According to Yoda’s theory [16], the M² factor, along with two orthogonal directions, $\textrm{M}_x^2$ and $\textrm{M}_y^2$ can be calculated as

(2)$$M_k^2 = \sqrt {4{B_k}\sigma _k^2({{z_0}} )+ A_k^2} ,k = x,y, $$

and the effective M² factor, $M_{eff}^2$, is calculated by

(3)$$M_{eff}^2 = \sqrt {M_x^2 \times M_y^2}, $$

where

(4)$$\sigma _k^2({{z_0}} )= \int\!\!\!\int {({{({k - < k > ({z_0})} )}^2}{{|{{\mathbf E}(x,y,{z_0})} |}^2})dxdy}, $$

(5)$${A_k} = \int\!\!\!\int {(k - < k > ({z_0}))({\mathbf E}(x,y,{z_0}) \times \frac{{\partial {{\mathbf E}^ \ast }}}{{\partial k}}(x,y,{z_0}) - c.c.)dxdy}, $$

(6)$${B_k} = \int\!\!\!\int {|\frac{{\partial {{\mathbf E}^ \ast }}}{{\partial k}}(x,y,{z_0}){|^2}dxdy} + \frac{1}{4}\int\!\!\!\int {({\mathbf E}(x,y,{z_0}) \times \frac{{\partial {{\mathbf E}^ \ast }}}{{\partial k}}(x,y,{z_0}) - c.c.)dxdy}, $$

< k > is the center coordinate in k axis, ${{\mathbf E}^ \ast }$ is the conjugate field of ${\mathbf E}(x,y,{z_0})$, and c.c. denotes the conjugate polynomial of the former one.
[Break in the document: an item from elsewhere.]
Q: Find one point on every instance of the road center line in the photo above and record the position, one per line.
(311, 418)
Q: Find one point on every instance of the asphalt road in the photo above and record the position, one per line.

The training dataset can be generated from simulations, and the main steps are listed as follows:

1) Calculating eigenmodes according to the fiber and laser setup;
2) Generating an amount of random modal coefficients and then calculating near-field images through the superposition of eigenmodes and modal coefficients;
3) Applying PCA to near-field images and using the principal components as the sample feature;
4) Calculating the M² factor along with two orthogonal directions according to Yoda’s theory as the sample label.

It should be noted that the trick of dimensionality reduction is to trade a little accuracy for simplicity while preserving as much information as possible. Principal components are ranked in the percentage of variance (POV), which is how much each principal component explains the total variance relative to the sum. In this work, the sample feature size, m, is the number of used principal components that contain a larger sum of variance percentage values.

The source of the test dataset for the M² factor estimation test can also come from simulation like the training dataset. In the experiment test, the near-field image and its label can be collected from the CCD and the commercial device that adopted the ISO method.

3. Results and analysis

The M²-Net is designed to have two hidden layers with h_i (i = 1,2) nodes, each of them is followed by a tan-sigmoid activation function layer, and the output layer has a linear activation function layer. All networks presented in this work are trained and tested on a computer with an Intel Core i9-10900KF Central Processing Unit (CPU). We use the mean squared error (MSE) as the loss function for network training and Bayesian regularization backpropagation [54] as the training algorithm. The accuracy of trained networks is evaluated by the estimation error of test samples,

(9)$$e = |{\textrm{M}_{eff,p}^2 - \textrm{M}_{eff,l}^2} |/\textrm{M}_{eff,l}^2, $$

where ‘p’ denotes the estimated value, and ‘l’ denotes the label value (ground truth).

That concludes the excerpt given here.